Grocery shopping for families with kids often means navigating snack aisles and saying “no” to too many sweets.
But for families like Katie’s, whose children stay completely dye-free, even ordinary grocery trips require something extra: checking every label first.
“How does just one ingredient, a simple ingredient like dye, make such a difference in the mental state of children?” said Kathryn Reynolds.

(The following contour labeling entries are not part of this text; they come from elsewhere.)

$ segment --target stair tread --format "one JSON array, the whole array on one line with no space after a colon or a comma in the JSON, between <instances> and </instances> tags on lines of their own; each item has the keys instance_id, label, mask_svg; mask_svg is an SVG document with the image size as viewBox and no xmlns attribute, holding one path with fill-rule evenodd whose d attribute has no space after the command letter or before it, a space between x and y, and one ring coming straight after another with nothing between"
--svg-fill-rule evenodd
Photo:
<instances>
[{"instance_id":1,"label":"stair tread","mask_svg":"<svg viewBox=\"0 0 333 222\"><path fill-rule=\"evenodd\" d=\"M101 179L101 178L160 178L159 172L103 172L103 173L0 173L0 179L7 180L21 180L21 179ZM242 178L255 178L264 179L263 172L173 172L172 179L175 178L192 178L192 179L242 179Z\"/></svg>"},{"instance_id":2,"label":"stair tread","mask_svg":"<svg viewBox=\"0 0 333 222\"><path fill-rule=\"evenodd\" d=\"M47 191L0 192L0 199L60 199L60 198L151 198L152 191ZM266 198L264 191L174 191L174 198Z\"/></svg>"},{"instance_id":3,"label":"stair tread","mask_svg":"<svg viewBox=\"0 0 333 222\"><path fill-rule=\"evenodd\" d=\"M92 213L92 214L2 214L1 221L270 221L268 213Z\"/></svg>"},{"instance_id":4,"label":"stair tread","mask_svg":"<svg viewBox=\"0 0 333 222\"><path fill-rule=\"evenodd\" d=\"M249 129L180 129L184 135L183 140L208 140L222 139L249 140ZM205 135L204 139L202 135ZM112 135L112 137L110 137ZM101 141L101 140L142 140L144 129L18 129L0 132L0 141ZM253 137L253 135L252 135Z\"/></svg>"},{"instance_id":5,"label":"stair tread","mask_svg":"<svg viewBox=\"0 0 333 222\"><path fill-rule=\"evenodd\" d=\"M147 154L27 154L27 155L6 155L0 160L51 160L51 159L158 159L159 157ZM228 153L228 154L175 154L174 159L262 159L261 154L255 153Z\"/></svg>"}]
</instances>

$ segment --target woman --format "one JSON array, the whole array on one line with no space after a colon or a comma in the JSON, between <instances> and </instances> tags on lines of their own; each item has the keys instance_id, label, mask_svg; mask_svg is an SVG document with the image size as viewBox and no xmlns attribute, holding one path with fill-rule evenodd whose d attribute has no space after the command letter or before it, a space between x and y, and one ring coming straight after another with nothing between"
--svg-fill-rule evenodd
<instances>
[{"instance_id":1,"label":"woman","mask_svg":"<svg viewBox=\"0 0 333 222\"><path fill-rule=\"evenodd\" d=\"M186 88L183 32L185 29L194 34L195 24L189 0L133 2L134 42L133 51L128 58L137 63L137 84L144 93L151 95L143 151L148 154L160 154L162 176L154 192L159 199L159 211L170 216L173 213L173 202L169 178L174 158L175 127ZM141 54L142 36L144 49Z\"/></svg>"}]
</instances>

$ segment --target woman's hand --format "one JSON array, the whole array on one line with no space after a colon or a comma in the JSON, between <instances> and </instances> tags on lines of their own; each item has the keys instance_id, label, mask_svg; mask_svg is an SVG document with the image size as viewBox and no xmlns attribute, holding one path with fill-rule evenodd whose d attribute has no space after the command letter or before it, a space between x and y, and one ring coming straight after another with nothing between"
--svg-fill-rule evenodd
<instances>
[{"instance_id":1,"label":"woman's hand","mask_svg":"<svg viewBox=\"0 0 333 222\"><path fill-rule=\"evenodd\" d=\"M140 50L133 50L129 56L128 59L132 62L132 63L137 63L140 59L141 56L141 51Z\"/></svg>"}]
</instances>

The biggest changes she saw were in her son, Issac, who has ADHD. Before cutting synthetic dyes, she said he was almost a different person.
“He went through so many extremes, the high highs and low lows, the anger, aggression, sadness,” she said.
The Bull family has seen similar effects. Their daughter, Charley, who also has been diagnosed with ADHD, even advocates for herself because she knows how dyes make her feel.
“It makes me scream and more angry. It makes me want to throw stuff at my parents and crash out,” Charley said.
Dr. Rebecca Bevans, a professor of psychology and neuroscience at Western Nevada College, began researching synthetic dyes after her own son experienced severe reactions.
“When you look at the face of a kid who wants, who begs, for a knife to kill himself at the age of 7, you figure it out,” Bevans said.
Now, with co-author Dr. Lorne Hofseth at the University of South Carolina’s College of Pharmacy, she studies the connection between dyes and children’s behavioral and mental health.
“I’ve been looking at synthetic food dyes, and in my opinion, those do cause inflammation, and they do cause DNA damage,” Hofseth said.
Their work contributes to a broader effort to challenge outdated food-safety assumptions and revisit regulatory policies, including concerns related to the Delaney Clause.
The Delaney Clause requires the Food and Drug Administration to ban food additives that cause cancer in humans or animals.
“Awareness needs to happen – then that pushes and triggers policy change,” Hofseth said.
And that public awareness is rising. In January, the FDA officially removed Red No. 3 from the list of approved additives, and the push to phase out the remaining artificial dyes continues.
Large companies, including Walmart and Kraft, are beginning to respond by removing petroleum-based dyes by January 2027, supporting broader Make America Healthy efforts.
Compared with the European Medicines Agency, many Americans say they feel a difference in how regulators respond.
“There’s no incentive to get rid of the problem when we have a pharmaceutical company that’s willing to fix it, but they patch it, not fix it,” Bevans said.
“They don’t want us to be good and healthy. It really is true,” Reynolds said.
As more families witness dramatic changes in their children’s behavior after removing synthetic dyes, the push for policy change and removal continues.